その背中、抱きしめて 【上】



「私、今死んでもいい…」

涙でグズグズになった顔を覆った。


こんなに幸せなら、こんなに嬉しいなら。

幸せなまま死んじゃってもいい。



「そんなことさせないからね」

高遠くんが私の手首を持って両手を顔から離す。


「俺は先輩と過ごす時間まだまだ足りない。

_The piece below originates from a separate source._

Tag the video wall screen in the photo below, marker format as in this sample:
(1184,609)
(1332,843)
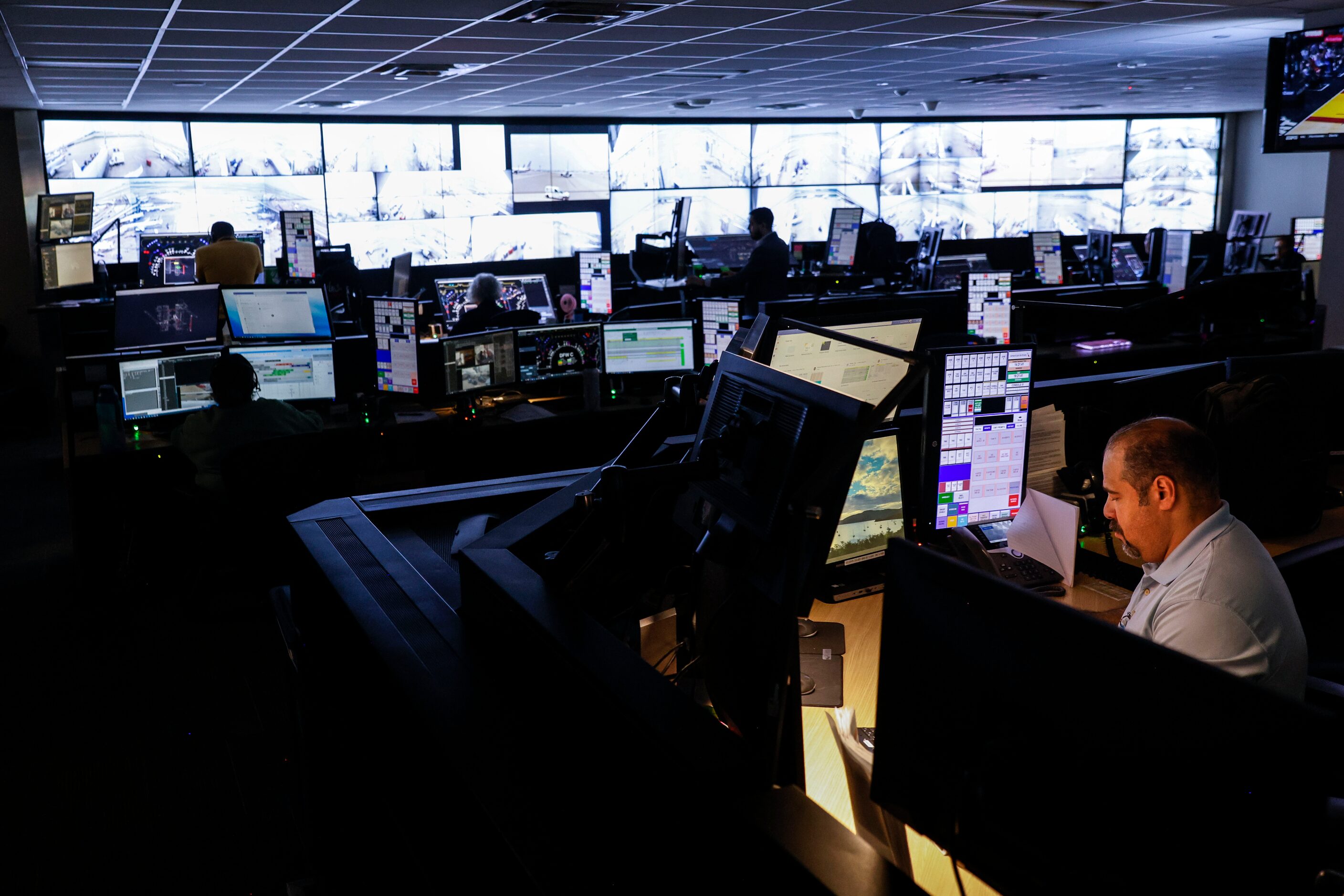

先輩はもう満足なの?」

私の目をまっすぐ見て、真剣だけど少し優しい表情で。


頭を横に振って否定する。

満足なんてしてない。

この間、高遠くん家に泊まって…一緒にいる喜びを知っちゃったから。



けど、

「でも幸せすぎて、嬉しすぎて…このまま死んじゃっても悔い残らないくらい今幸せなんだもん」

また涙が溢れ出た。



「…あんま可愛い泣き顔で可愛いこと言わないで。このまま連れて帰りたくなっちゃうから」

高遠くんが切なそうに言う。


「早く先輩後輩の関係から解放されたい」

「え?」



私が意味が分からないでいると、高遠くんは焦れったそうに


「”先輩”じゃなくて名前で呼びたい。俺のことも名前で呼んでほしいって思ってるってこと」


って私から視線を外して、顔を赤くした。